源涯が見抜いたように、相手もまたこちらの術の起こりを見抜いたのだろう。即ち、合掌だ。それは正しい。呪文を伴う術は合掌が起点である。そして『欣求浄土』――他者の肉体を二重に映すこの術は、遮蔽物があると空撃ちに終わる危険性が高い。『欣求浄土』は相手の肉体に被せるようにして別の肉体を固着させ、五臓六腑を破壊する術だ。何もない空間に相手の肉体を創り出しても、虚空から人体が産まれるだけで何の意味もない。
だが、もう一方の術は別だ。
「『厭離穢土』」
源涯は目を瞑り、呪文を唱える。この洞窟の全容、小娘と自身の位置関係、自らが立つべき場所から視えるべき光景――それらを総て思い描いた瞬間、源涯の体躯は宙空へと転移していた。眼を開くと同時に懐から短刀を取り出し、傍に居る『筈』の小娘の首へ突き立て――。
「さっきの必殺の術は『他人』を現像するもの」
――居ない!?
突き刺したはずの短刀は空を突いた。転移した源涯が視たものは、はためいた白衣を盾に突撃しようとしている小娘――ではない。
白衣に向けて放り投げられた、一本の錫杖だ。
「今度は逆だな? 『自分』を――正確には視界を現像した」
後頭部に重い衝撃が走った。宙空から大地へと思い切り叩きつけられ、思わず風の鳴くような音を喉から漏らしながら、源涯は衝撃の源を後方に見た。

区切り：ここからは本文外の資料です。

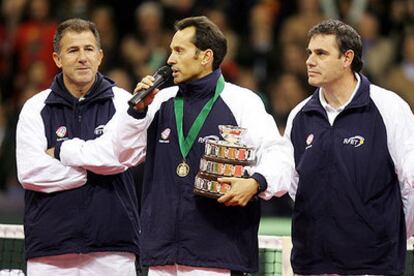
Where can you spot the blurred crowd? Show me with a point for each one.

「自分がモノを視ている光景を現像する。特異能力はその光景をそのまま創ろうとする。だがそれは世界をもう一つ創るようなもの――たかが人間一人の能力で為せるもんじゃあねえ。そうするとどうなるか?」
小娘は両手に、弾け飛びそうな程に強い青紫色の輝きを持っていた。美しいものではない。不気味で醜悪な輝き――呪いや悪意に似た輝きだ。
それで、宙空へ転移した直後の源涯を殴りつけた。
「ゲームのバグ技みたいなもんだ。特異能力は『世界を創る』のではなく、あんたの現在地を修正することで『現像したこと』にしようとする。結果、あんたの緯度経度高度は塗り替えられ、結果として瞬間移動が成立する」
大地を、硬い洞窟の地面を転がりながら、源涯はじっとこちらを見据える小娘を――理の守り人を睨み返す。
合掌する。目を閉じる。
「『欣求浄』―!」
「向こうに置かれてるモニターには、飾荷ヶ浜のそこらの映像を映してたんだろ? どこにでも瞬間移動できるようにな」
頭上から声がした。その意味を、源涯は刹那で認識した。
「協力者に感謝すべきだぜ、あんた。現代科学で術の条件を突破させて貰ってたワケだしな」
目を閉じた瞬間、守り人は距離を詰めたのだ。まるで瞬間移動のように。
視界の端で青紫の輝きが強く輝く。それだけでも肌に灼けるような痛みが走った。
「感謝だと!? 誰が――!」
「それと、あんた」
脳内に最大級の警報が鳴り響く。源涯は悟った。防御だ。防御するしかない。時空を捻じ曲げる強度を持つ漆黒の防御壁を――!
「覚悟は――出来てるな?」
その声と共に。
生み出した漆黒の防御壁は、叩きつけられた青紫の輝きによって、無惨に砕け散った。